I don't think this is worth it, also we want the code to work for all
supported platforms in the LLVM tree too.
My proposed patch is this:
Index: sanitizer_linux.cc
===================================================================
--- sanitizer_linux.cc (revision 168278)
+++ sanitizer_linux.cc (working copy)
@@ -31,12 +31,22 @@
#include <unistd.h>
#include <errno.h>
+// Are we using 32-bit or 64-bit syscalls?
+// We need to list the 64-bit architecures explicitly because for x32
+// (which defines __x86_64__) we have __WORDSIZE == 32,
+// but we still need to use 64-bit syscalls.
+#if defined(__x86_64__) || defined(__powerpc64__) || defined(__sparc64__)
+# define SANITIZER_LINUX_USES_64BIT_SYSCALLS 1
+#else
+# define SANITIZER_LINUX_USES_64BIT_SYSCALLS 1
+#endif
+
namespace __sanitizer {
// --------------- sanitizer_libc.h
void *internal_mmap(void *addr, uptr length, int prot, int flags,
int fd, u64 offset) {
-#if defined __x86_64__
+#if SANITIZER_LINUX_USES_64BIT_SYSCALLS
return (void *)syscall(__NR_mmap, addr, length, prot, flags, fd, offset);
#else
return (void *)syscall(__NR_mmap2, addr, length, prot, flags, fd, offset);
@@ -69,7 +79,7 @@
}
uptr internal_filesize(fd_t fd) {
-#if defined __x86_64__
+#if SANITIZER_LINUX_USES_64BIT_SYSCALLS
struct stat st;
if (syscall(__NR_fstat, fd, &st))
return -1;
@@ -95,7 +105,7 @@
// ----------------- sanitizer_common.h
bool FileExists(const char *filename) {
-#if defined __x86_64__
+#if SANITIZER_LINUX_USES_64BIT_SYSCALLS
struct stat st;
if (syscall(__NR_stat, filename, &st))
return false;
> Maybe I will do this later today. This is what was needed when it was
> merged into GCC rather than all of these #ifdef all over the code.
>
> Look at how either libgomp or even glibc handles cases like this.
> They have include directories which is based on the target and maybe
> even a common directory which each target can over ride it (glibc is
> the best at doing this).
>
> The whole double review process is hard for the target maintainers of
> GCC to work really.

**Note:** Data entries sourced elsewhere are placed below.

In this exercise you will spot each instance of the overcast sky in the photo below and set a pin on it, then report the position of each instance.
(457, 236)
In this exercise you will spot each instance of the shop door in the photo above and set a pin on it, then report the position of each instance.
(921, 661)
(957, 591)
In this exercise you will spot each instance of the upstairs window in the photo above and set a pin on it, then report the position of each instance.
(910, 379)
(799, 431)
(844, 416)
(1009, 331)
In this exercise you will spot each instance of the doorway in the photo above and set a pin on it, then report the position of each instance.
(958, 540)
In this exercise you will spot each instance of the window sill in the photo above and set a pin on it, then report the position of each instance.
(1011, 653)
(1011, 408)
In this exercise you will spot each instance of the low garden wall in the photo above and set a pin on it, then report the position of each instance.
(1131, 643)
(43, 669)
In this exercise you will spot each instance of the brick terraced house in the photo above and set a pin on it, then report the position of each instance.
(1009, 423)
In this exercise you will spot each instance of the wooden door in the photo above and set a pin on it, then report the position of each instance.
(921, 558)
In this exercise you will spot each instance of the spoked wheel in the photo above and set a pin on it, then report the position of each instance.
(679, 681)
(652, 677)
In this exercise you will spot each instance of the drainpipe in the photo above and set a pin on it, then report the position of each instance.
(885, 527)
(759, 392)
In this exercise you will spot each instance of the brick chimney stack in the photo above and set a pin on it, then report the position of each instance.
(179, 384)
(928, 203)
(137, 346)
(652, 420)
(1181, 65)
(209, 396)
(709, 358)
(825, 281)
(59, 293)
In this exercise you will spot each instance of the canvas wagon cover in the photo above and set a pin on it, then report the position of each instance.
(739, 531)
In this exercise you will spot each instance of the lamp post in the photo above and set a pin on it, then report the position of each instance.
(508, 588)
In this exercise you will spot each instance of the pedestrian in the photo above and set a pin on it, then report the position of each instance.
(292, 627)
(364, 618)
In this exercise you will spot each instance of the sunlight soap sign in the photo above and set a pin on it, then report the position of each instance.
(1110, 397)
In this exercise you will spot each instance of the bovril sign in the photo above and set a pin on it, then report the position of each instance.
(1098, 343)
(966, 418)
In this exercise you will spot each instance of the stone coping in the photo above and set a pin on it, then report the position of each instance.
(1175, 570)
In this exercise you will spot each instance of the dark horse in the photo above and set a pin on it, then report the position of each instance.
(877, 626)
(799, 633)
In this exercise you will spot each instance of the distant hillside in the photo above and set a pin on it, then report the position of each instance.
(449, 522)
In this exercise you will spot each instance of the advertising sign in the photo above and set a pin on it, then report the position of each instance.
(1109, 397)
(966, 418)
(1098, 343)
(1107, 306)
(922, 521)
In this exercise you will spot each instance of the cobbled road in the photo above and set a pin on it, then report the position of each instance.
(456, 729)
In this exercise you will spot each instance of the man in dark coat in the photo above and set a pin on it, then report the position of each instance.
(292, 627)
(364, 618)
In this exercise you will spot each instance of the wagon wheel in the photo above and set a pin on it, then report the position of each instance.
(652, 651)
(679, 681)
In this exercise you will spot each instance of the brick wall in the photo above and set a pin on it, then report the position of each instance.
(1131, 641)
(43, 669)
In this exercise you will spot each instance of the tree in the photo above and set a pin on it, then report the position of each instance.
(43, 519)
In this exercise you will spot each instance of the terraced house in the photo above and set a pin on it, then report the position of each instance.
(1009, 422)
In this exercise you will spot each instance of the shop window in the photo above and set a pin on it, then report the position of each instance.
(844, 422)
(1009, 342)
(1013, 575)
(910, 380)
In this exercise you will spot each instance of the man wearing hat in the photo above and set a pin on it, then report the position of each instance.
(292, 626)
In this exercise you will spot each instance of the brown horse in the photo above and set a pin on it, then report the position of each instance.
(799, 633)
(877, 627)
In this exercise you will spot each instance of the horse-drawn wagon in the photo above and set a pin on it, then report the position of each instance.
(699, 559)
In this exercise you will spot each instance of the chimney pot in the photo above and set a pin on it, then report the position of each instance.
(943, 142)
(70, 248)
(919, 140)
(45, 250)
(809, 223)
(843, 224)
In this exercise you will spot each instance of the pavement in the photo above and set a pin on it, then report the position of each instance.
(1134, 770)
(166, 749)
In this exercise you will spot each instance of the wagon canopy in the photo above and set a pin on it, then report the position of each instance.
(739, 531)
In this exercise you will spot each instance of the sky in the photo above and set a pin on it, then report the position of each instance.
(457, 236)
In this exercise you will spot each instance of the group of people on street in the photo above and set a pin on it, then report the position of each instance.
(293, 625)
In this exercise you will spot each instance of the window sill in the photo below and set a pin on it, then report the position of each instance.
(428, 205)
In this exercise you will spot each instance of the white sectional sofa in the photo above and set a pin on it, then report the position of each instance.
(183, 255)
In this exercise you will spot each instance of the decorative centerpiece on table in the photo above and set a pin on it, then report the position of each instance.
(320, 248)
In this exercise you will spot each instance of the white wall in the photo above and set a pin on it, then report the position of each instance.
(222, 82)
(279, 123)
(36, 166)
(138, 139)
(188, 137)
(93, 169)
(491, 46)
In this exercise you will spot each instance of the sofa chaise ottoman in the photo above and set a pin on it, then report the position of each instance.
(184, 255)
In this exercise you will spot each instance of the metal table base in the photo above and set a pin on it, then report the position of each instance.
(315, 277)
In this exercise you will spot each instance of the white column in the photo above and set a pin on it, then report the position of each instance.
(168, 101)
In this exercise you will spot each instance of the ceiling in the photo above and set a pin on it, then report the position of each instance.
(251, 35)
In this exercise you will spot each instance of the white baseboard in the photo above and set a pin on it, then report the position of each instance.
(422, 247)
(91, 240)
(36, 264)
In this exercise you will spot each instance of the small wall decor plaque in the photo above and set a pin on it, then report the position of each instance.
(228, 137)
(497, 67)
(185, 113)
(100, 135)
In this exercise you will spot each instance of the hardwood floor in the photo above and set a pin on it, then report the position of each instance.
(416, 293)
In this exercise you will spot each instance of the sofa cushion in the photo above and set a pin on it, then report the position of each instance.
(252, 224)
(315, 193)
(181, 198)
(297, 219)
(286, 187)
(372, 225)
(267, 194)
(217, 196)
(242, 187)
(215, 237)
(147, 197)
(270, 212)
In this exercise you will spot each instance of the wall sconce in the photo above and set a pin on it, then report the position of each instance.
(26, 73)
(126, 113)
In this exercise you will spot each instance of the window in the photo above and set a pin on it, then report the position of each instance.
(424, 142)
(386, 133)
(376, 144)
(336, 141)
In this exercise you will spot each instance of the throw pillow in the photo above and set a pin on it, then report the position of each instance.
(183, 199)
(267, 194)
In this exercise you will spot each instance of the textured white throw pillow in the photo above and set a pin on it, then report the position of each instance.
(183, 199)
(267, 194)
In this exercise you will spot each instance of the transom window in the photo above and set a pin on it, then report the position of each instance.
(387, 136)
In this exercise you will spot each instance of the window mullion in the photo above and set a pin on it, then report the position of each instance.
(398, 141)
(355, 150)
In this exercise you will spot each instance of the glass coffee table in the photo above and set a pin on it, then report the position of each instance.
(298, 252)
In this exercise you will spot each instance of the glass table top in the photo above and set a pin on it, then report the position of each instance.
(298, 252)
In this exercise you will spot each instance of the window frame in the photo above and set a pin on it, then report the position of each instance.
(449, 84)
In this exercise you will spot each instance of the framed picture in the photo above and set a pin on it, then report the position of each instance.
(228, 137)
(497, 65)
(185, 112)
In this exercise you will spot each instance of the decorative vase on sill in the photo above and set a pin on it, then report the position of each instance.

Target maintainers in GCC is not normally like an
> extra review step as it does slow down the whole process of getting a
> target patch reviewed.
>
>
> Thanks,
> Andrew Pinski
>
>>
>> --kcc
>>
>>>
>>> What's happening here, frankly, is garbage.
>>>
>>> The current situation is unacceptable and HJ's fix should go into the
>>> GCC tree right now.
>>>
>>> The current situation is preventing people from getting work done, and
>>> unnecessarily consuming developer resources.